The Court, relying on the position of the law as enunciated above, and married with the facts of this case and judicial authorities cited in supported thereof, held firmly that the learned trial judge (with due respect) erred when he held that 1st respondent acquired a valid title to the property in dispute and that the 1st claimant (1st respondent) is the person who has the right to the release of the mortgaged property and not the 2nd and 3rd defendants (1st and 2nd appellants, respectively).

On the validity or otherwise of the “option to buy” agreement, it was discovered that the party on which behalf the law firm acted is legally different from the 2nd appellant who mortgaged the property to the 3rd respondent. In this regard, the court swiftly pointed out that it is elementary principle of corporate practice that a company is known by the name contained in its Memorandum of Association, by which it was registered and or incorporated and none other. Thus, if by any chance a company is sued or purported to have entered into any contract in a name different from its registered name, the contract would not be enforceable against the company, except the company by resolution ratifies it. Consequently, that having found in the instant case that the party represented by the law firm is different from the 2nd appellant, which mortgaged its property to the 3rd respondent, exhibit A (option to buy ) cannot be held binding on both the 2nd appellant and 3rd respondent.

The court thereafter concluded that from the pleaded facts and evidence led thereon by the respective parties, that the 1st and 2nd respondents did not discharge the burden of proof squarely placed on them with regard to authorization purportedly and or supposedly given by the 3rd respondent for the sale of the mortgaged property.

HELD
The court found this appeal to be meritorious and same was accordingly allowed.
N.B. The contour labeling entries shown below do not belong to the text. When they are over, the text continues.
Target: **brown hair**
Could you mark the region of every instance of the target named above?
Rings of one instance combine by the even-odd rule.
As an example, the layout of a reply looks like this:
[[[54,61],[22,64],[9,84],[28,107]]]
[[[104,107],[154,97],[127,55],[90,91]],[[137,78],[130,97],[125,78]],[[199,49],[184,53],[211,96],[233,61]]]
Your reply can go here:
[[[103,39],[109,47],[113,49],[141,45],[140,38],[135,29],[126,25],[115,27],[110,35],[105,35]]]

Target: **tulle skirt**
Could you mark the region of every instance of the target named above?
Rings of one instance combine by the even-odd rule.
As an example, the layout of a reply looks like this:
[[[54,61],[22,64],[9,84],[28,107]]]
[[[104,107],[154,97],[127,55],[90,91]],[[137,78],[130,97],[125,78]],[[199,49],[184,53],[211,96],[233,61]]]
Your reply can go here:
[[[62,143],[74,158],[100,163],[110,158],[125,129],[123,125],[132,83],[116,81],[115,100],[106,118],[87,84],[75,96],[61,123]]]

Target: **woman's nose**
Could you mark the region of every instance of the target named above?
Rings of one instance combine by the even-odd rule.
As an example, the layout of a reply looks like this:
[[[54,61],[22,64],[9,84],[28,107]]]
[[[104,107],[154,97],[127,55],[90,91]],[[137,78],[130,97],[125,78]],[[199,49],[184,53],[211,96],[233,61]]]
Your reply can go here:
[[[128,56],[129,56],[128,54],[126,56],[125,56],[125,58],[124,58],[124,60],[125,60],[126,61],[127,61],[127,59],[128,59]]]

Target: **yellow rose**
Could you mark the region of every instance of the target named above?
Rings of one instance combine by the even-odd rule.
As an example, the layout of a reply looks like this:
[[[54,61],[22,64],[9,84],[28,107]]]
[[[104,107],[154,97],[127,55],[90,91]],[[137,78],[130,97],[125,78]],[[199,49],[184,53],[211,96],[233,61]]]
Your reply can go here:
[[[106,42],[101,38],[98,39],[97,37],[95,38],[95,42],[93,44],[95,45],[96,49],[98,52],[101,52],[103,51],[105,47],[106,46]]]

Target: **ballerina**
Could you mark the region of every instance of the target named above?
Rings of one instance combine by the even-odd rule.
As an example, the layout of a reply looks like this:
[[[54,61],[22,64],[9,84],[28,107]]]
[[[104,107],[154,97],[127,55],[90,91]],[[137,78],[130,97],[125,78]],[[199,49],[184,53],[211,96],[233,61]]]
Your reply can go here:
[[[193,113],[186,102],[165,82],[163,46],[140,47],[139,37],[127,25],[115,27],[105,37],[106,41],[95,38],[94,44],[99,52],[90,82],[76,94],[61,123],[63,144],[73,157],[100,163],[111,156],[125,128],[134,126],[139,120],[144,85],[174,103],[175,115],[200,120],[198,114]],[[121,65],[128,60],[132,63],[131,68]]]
Consequently, the part of the judgment of the lower court delivered on the 26th day of January, 2017 in suit No. HOW/266/2005 in favour of the 1st and 2nd respondents wherein the lower court validated the sale of the property by the law firm to the 1st respondent, and the consequential orders in respect thereof were set aside and thus, the claims of the 1st and 2nd respondents were dismissed.
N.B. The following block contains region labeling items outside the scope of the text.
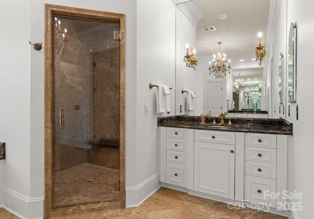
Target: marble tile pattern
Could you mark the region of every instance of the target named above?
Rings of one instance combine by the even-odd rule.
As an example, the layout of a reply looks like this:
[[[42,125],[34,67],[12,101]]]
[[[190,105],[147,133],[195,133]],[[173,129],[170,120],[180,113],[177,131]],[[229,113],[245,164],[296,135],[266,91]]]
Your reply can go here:
[[[214,118],[216,122],[215,125],[212,124]],[[157,125],[186,129],[292,135],[292,124],[285,119],[232,118],[231,125],[228,125],[229,118],[225,118],[225,124],[223,125],[220,124],[220,117],[206,118],[206,124],[201,124],[199,116],[167,116],[158,118]]]
[[[5,143],[0,142],[0,160],[5,159]]]
[[[54,174],[54,208],[119,200],[119,170],[84,163]]]
[[[53,219],[287,219],[252,209],[235,209],[226,203],[191,196],[165,188],[159,189],[139,207],[117,208]],[[72,209],[69,208],[68,212]]]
In its place, judgment was entered for the appellants in respect of their counter-claim in the following terms:
1. It is hereby declared that the 2nd appellant’s indebtedness to the 3rd respondent has been settled and the legal mortgage executed between the parties is accordingly discharged.
2. The 3rd respondent is hereby ordered to release the title documents of Plot 178, Housing Area E, New Owerri (the mortgaged property) to the 2nd appellant for onward transmission to the Estate of Late Chief L. A. S. Chukwu.
3. The 3rd respondent is hereby ordered to refund to the 2nd appellant, the sum of N1.5million being excess money which was paid by the 2nd appellant and the receipt duly acknowledged by the 3rd respondent bank.
And costs in the sum of N50,000.00 was awarded against the 1st and 2nd respondents and in favour of the appellants.

Appearances:
D.C. Denwigwe (SAN) with him, O. O. Okonkwo, Esq. – For Appellants
Respondents duly served with requisite hearing notices but absent.